Maquiavelo advertía en «El Príncipe» que «quien se convierte en príncipe por medios ajenos debe saber que lo que se le dio con facilidad, se le quitará con la misma rapidez si no lo sabe mantener». Esa es, quizás, la gran incógnita que rodea hoy la figura de Francina Armengol: ¿qué quedará de su presencia institucional cuando el equilibrio de fuerzas que la sostiene cambie? ¿Podrá mantener su posición sin el abrigo del actual sanchismo, o sin la presión constante de los socios que ahora la respaldan? No importa. Lo que si ya ha conseguido es que tendrá paga vitalicia para el resto de sus días
Platón, en «La República», defendía que el gobierno debía estar en manos de los más sabios, no de los más hábiles en el arte de congraciarse. Y sin embargo, en la realidad cotidiana de la política española, la destreza táctica parece pesar más que la solidez intelectual o la legitimidad democrática directa. Francina Armengol representa, en este sentido, un ejemplo singular: una dirigente que ha escalado a lo más alto del aparato institucional sin haber vencido en las urnas, pero sí gracias a su capacidad para entender la lógica interna del poder y la oportunidad. No es el único caso. En el PP también encontramos, no a este nivel, casos parecidos.

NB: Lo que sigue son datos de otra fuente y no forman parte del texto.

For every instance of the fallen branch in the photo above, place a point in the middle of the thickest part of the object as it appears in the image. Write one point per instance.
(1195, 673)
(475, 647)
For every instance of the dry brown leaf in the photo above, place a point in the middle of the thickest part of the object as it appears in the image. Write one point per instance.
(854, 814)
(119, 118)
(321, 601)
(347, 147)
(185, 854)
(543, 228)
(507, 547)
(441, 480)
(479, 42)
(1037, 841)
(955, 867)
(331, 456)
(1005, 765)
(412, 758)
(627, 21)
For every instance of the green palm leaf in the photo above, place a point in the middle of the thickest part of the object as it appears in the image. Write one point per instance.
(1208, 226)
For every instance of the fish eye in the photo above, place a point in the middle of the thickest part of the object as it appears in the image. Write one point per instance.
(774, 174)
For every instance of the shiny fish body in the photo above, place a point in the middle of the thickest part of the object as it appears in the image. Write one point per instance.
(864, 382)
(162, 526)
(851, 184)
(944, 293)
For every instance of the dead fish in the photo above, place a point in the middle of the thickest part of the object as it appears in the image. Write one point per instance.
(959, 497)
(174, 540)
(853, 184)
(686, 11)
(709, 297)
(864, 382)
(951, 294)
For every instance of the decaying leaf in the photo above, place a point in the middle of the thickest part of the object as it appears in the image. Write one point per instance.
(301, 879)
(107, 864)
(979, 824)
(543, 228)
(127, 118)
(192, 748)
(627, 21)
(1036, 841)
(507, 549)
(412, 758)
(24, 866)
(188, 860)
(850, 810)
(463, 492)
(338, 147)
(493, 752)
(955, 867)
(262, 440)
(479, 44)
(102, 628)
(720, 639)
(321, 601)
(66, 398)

Y aquí me permito una consideración personal. Mi relación política con Francina Armengol ha sido siempre correcta, cordial, y, me atrevería a decir, casi de amistad. La conocí hace muchos años, hemos compartido espacios, conversaciones y momentos de debate siempre desde el respeto y la cercanía personal. No tengo ningún reproche humano que hacerle, más bien al contrario. Pero precisamente por esa consideración que tengo hacia su persona, creo que esta valoración objetiva de su trayectoria política es no solo legítima, sino necesaria. No se trata de juicios personales, ni de entrar en consideraciones privadas, sino de analizar su recorrido político desde la perspectiva institucional y democrática.
Y en ese análisis, lo que emerge es una trayectoria marcada por el sectarismo ideológico en la gestión, por una apuesta permanente por el bloque más radical del espectro político y por una desconexión persistente con la voluntad mayoritaria expresada en las urnas. Ahora bien, no se puede negar que ningún otro político balear ha alcanzado el nivel de representación institucional que Francina ha logrado: presidenta de todo, electa directa de nada.
Su trato personal, afable y dialogante, no debe ocultar el hecho de que su legado político es, en buena medida, el reflejo de una estrategia de fidelidad partidaria y de servicio al diseño estratégico del poder central. Su historia es una rara síntesis entre derrota electoral y victoria institucional. La encarnación de una figura política que, sin triunfos populares, ha sabido colocarse en la cúspide del sistema representativo.
La victoria de una perdedora. Un caso de estudio para futuras generaciones. Y una reflexión necesaria sobre cómo la democracia puede, a veces, premiar más la docilidad que la meritocracia. Todo sea dicho con el máximo respeto.